Insurance Times has been ploughing through the FSA’s latest statistical digest of complaints and complainers, and decided that an increasing number of them relate to insurance brokers.

Or, at least, they might do. Complaints about general insurance and pure protection products during the first half of 2012 accounted for over 70% of a total 3.5 million complaints about financial services providers. But most of the GI ones related to products sold by banks rather than GI intermediaries – PPI in particular.

But the 431,897 complaints made against GI intermediaries in the first half of this year was almost double the 246,250 recorded in the same period last year – and 42% of these were upheld.

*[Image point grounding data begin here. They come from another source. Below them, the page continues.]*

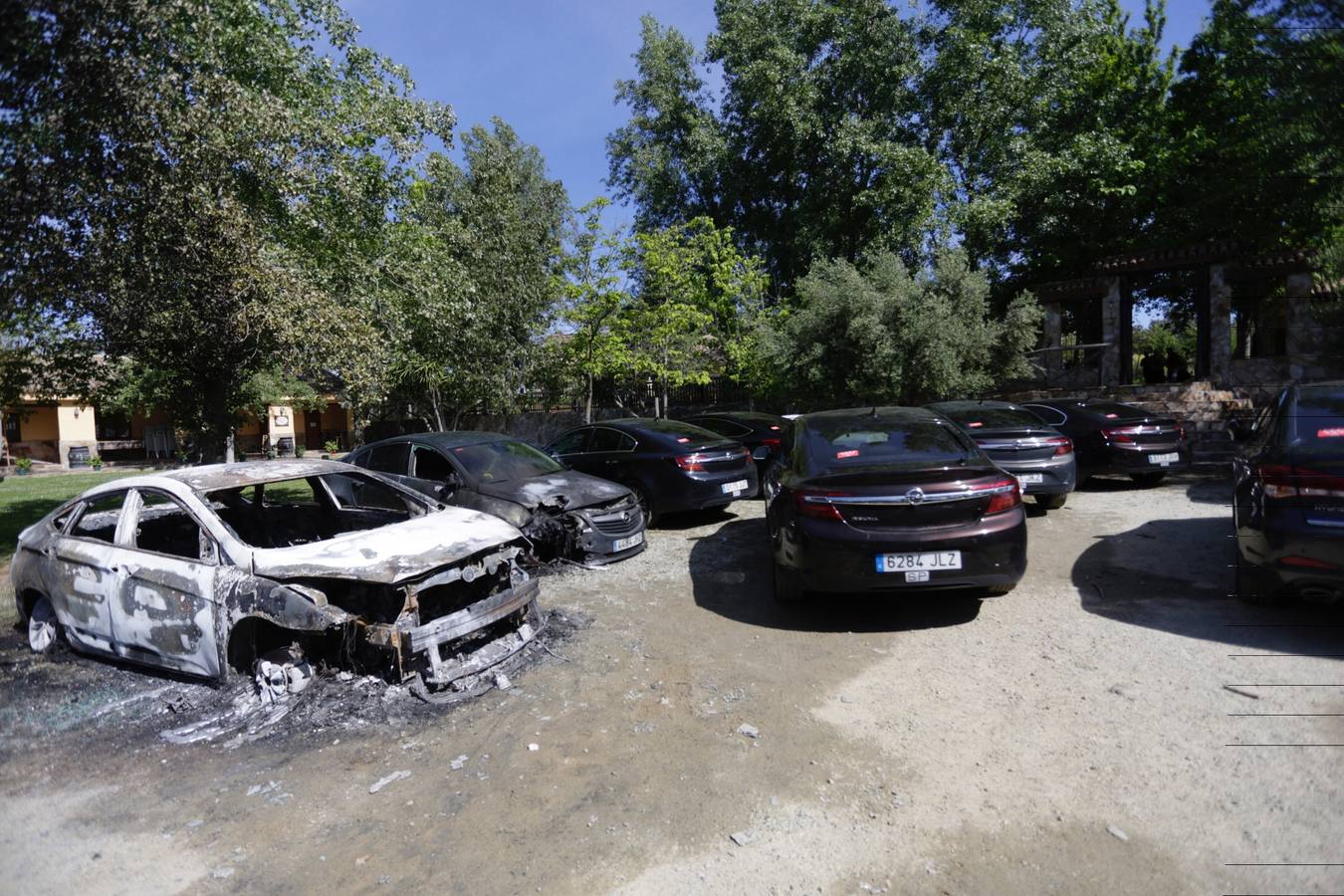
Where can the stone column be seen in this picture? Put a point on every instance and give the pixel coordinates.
(1220, 324)
(1051, 332)
(1302, 344)
(1110, 334)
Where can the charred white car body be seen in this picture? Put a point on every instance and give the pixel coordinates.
(206, 568)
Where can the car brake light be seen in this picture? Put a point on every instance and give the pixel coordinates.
(691, 462)
(1281, 481)
(1063, 445)
(1005, 500)
(817, 506)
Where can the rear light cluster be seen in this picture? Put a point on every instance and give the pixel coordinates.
(1063, 445)
(1281, 481)
(699, 462)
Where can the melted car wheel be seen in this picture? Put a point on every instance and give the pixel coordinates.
(42, 626)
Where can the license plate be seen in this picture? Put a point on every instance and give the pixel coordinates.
(924, 563)
(621, 545)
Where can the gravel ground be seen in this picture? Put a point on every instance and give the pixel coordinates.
(683, 734)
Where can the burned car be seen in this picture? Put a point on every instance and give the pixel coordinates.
(208, 569)
(563, 514)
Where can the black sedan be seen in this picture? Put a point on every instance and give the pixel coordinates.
(1014, 438)
(668, 465)
(563, 514)
(890, 499)
(752, 429)
(1110, 437)
(1289, 497)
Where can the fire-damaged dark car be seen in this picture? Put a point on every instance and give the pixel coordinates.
(890, 499)
(561, 512)
(207, 569)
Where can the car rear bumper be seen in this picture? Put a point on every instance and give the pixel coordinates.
(703, 491)
(994, 555)
(1058, 474)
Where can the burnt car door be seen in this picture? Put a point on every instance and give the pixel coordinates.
(165, 608)
(84, 571)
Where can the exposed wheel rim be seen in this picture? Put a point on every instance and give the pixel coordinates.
(42, 626)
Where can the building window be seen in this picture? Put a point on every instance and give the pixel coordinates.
(113, 427)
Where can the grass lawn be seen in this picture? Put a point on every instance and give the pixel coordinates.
(23, 501)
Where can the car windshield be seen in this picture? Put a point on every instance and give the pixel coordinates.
(1320, 422)
(504, 461)
(833, 446)
(992, 418)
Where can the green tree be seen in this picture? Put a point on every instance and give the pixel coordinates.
(204, 185)
(876, 335)
(476, 265)
(595, 303)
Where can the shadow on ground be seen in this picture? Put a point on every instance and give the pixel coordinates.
(1175, 575)
(732, 576)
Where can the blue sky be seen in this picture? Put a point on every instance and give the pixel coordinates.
(549, 68)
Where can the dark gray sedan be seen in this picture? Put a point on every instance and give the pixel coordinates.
(563, 514)
(1018, 442)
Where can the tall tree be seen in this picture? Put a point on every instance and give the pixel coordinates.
(204, 185)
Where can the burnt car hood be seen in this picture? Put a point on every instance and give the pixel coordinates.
(391, 554)
(578, 489)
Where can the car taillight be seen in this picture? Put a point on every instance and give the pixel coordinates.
(691, 462)
(1281, 481)
(1122, 434)
(1007, 495)
(817, 506)
(1063, 445)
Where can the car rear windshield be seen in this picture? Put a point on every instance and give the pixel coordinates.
(1114, 411)
(1320, 422)
(833, 446)
(504, 461)
(680, 433)
(992, 418)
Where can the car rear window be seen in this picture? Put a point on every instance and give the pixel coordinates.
(992, 418)
(1320, 421)
(1113, 411)
(679, 431)
(833, 446)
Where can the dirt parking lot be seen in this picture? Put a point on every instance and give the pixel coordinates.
(682, 733)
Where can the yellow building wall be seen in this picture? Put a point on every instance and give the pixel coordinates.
(39, 423)
(77, 423)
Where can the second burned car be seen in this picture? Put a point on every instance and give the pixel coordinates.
(563, 514)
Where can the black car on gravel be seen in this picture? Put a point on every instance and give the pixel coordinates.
(753, 429)
(1287, 503)
(563, 514)
(668, 465)
(1018, 442)
(1110, 437)
(890, 499)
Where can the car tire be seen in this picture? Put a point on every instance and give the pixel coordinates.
(786, 585)
(43, 627)
(641, 497)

Complaints against insurance GI intermediaries have been steadily creeping up since 2009, Insurance Times worries. Either that or the GI intermediaries in question have been writing them down more often.

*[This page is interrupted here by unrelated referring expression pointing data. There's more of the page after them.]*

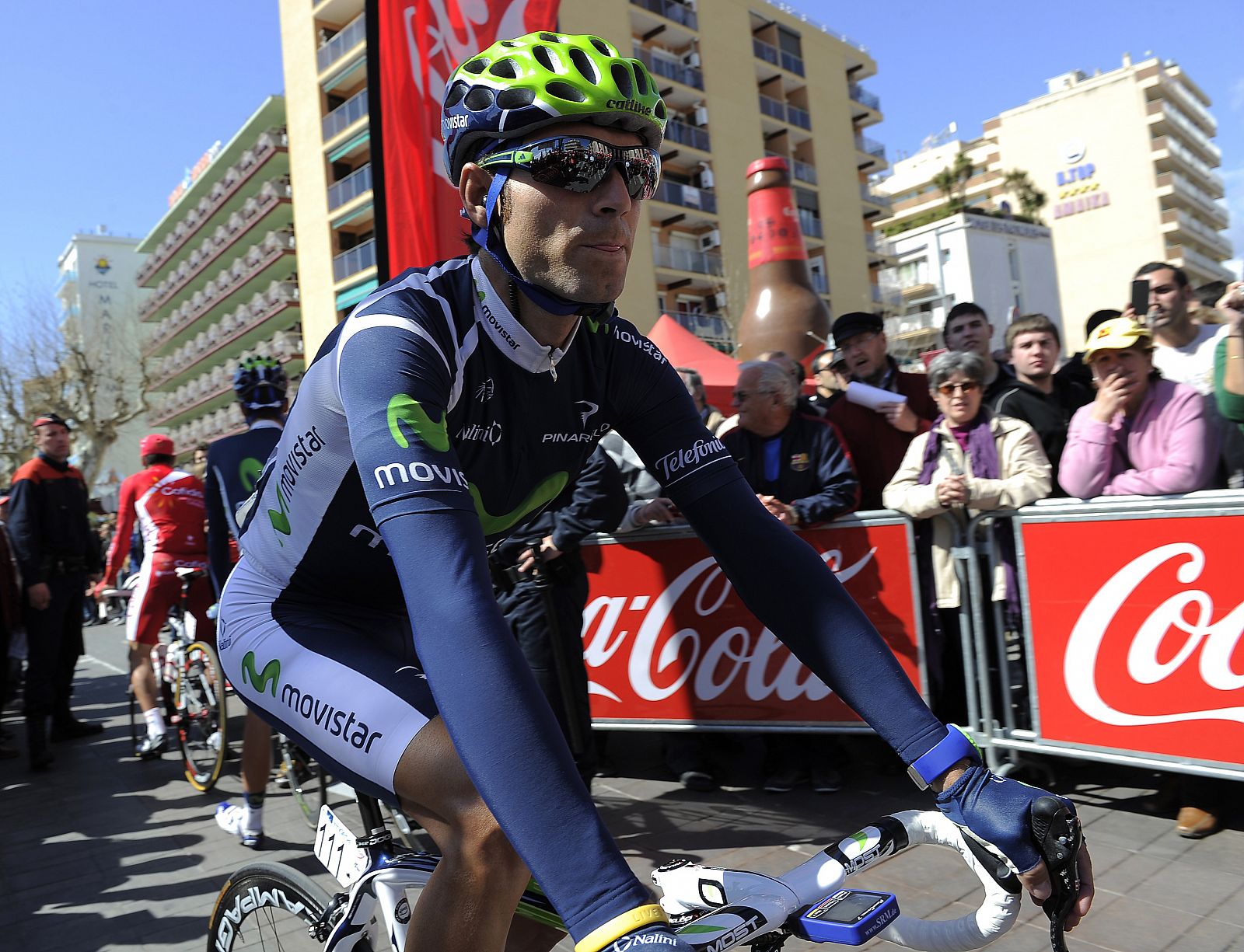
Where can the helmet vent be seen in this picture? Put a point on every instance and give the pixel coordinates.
(565, 91)
(479, 99)
(585, 66)
(504, 68)
(515, 99)
(622, 77)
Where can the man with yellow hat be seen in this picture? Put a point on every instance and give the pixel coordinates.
(1142, 435)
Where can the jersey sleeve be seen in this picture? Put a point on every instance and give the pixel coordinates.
(395, 388)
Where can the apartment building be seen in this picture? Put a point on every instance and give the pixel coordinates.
(223, 271)
(1127, 163)
(802, 96)
(100, 304)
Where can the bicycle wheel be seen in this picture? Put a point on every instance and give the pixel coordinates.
(202, 716)
(309, 786)
(267, 906)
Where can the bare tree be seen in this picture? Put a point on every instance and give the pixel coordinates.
(95, 377)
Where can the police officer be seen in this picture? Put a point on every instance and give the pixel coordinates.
(56, 551)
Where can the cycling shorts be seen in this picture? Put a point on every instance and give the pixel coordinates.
(341, 682)
(159, 589)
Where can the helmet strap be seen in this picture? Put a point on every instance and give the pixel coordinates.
(491, 240)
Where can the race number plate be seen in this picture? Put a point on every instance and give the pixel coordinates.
(337, 849)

But “the FSA figures on redress paid to consumers are jaw-droppingly bad for brokers,” Insurance Times insists, with GI intermediaries paying “£145.9m to consumers since 1 August 2009, when the FSA rejigged its complaints procedure.” That’s enough to get rid off those Swinton directors 52 times over!

The paper admits, however, that the exact degree of jaw droppage involved is a little hard to gauge since “the FSA counts about 6,000 firms in the ‘general insurance intermediary’ category, many of which sell insurance as a secondary service,” and “unfortunately, the FSA complaint statistics do not distinguish between the two, so the true proportion of blame is uncertain.”

In other words, we have little or no idea what these latest FSA stats tell us about brokers.

Undaunted, however, Insurance Times does not hesitate to spell out the inescapable question all UK brokers must ask themselves today: “What is the truth behind these figures?”